One likely answer is that the story Trump has told about the economy — and the country — just isn’t resonating in many of these districts. That narrative is that immigration and globalization pose major threats to the well-being of Americans, and Trump is now acting on those threats, via stepped-up deportations from the interior, efforts to slash legal immigration and refugee flows, and trade wars. That, plus his tax cut, has created the supposed “Trump boom,” in stark contrast with the economy under Barack Obama, which is uniformly depicted as a pre-Trumpian hellscape.

At the same time, Trump and Republicans have distilled down Trumpism’s core narratives into a series of ludicrous and menacing cartoons for the GOP base’s consumption. Why? Brownstein’s analysis provides an answer: Because the bulwark against truly large GOP losses in the House is made up of many districts that are competitive but are also heavily populated with blue-collar, rural, small-town, exurban and evangelical whites. Hold off Democrats in all those districts, and if they win the majority, it will be a limited one.

And so, to galvanize those voters, Trump has directed bread-and-circuses belligerence at euro-weenie elites and China. He has employed endless lies and hate-mongering to hype the migrant “caravan” into a national emergency, and will send in troops as props to dramatize the point. Republicans are running ads absurdly depicting immigrants as criminals and invaders alongside many other ones that indulge in naked race-baiting. Trump is vowing an end to birthright citizenship, confirming the ethno-nationalist underpinnings of Trumpism and further fanning the xenophobic flames.

But Trump’s political team recognizes that all this risks a backlash among more-educated white voters. So this is the $6 million ad campaign that his team is running right now, that appears to be targeting those voters.

The split in GOP messaging is notable. While Republicans employ garish race-baiting to galvanize the hard-core white GOP base, this ad’s soft-focus messaging directed at white suburban women features none of that imagery. The spot’s iconic white suburban woman is obviously conflicted over her vote — we aren’t told why, but we know full well why — but finally checks the “Republican” box out of concern over her child’s economic future.

Yet the ad’s core narrative — the contrast of the Obama hellscape with the Trump boom — is an invention, and as the first study noted above suggests, it might not even resonate in these districts. What’s more, the Trump/GOP economic agenda is being dramatically falsified as well: Trump is promising a huge middle-class tax cut that isn’t going to happen, to obscure the truly regressive nature of the actual Trump/GOP tax cut, which lavished a huge windfall on the wealthy and corporations and as such is deeply unpopular.

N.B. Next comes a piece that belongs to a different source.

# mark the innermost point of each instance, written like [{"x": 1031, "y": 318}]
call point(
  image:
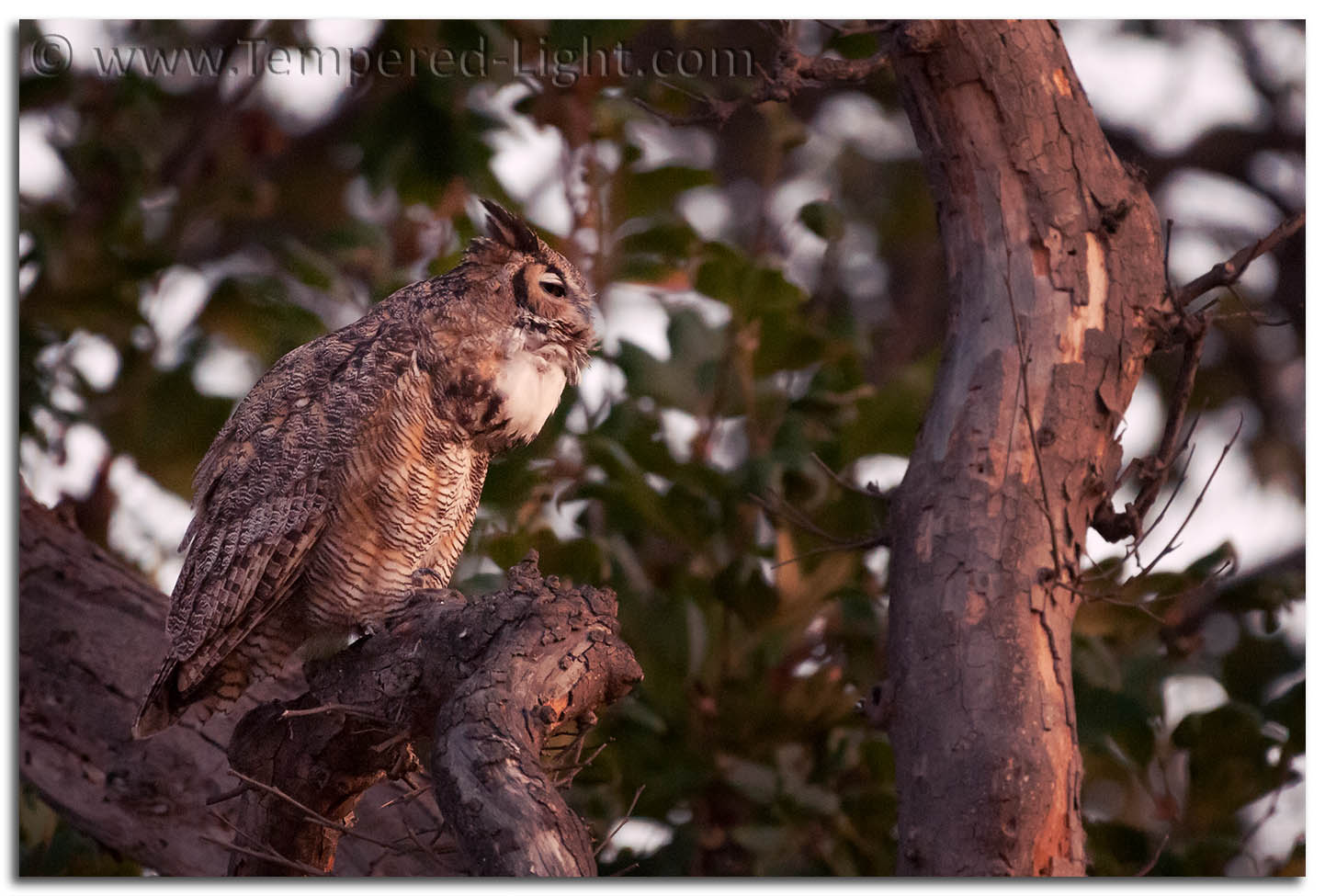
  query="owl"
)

Republicans are also running ads vowing to protect people with preexisting conditions, yet they have also locked themselves into opposition to Obamacare, which Democrats are now campaigning on protecting. As Ezra Klein explains, this has left Republicans with no alternative but to lie relentlessly to obscure the real GOP health-care agenda, which is to deregulate insurance markets and regressively strip protections and economic assistance from millions. This, too, is deeply unpopular.

Trump and Republicans are closing by lying about health care and taxes to limit losses among suburban and well-educated white voters, and lying about immigration while race-baiting against individual Democratic candidates to keep the downscale white GOP base energized. This probably won’t be enough for Republicans to keep the House. But whatever is to be on this front, the need to lie so relentlessly about all these matters itself constitutes an admission of failure. The public has seen Trump’s fusion of ethno-nationalism and orthodox GOP plutocracy put into governing practice, and is rejecting it.

So there you have it:  In order to keep the House, the GOP has to appeal to white college graduate women to keep the house (44% voted GOP in 2016) and to white women without degrees (61% voted GOP in 2016).  Together, they made up 37% of the electorate.  You have two different campaigns, based on two separate sets of lies.  They're getting crossed up, and it's not working.

In the final week we'll see how it goes, but should the blue wave become a blue tsunami, you'll know why.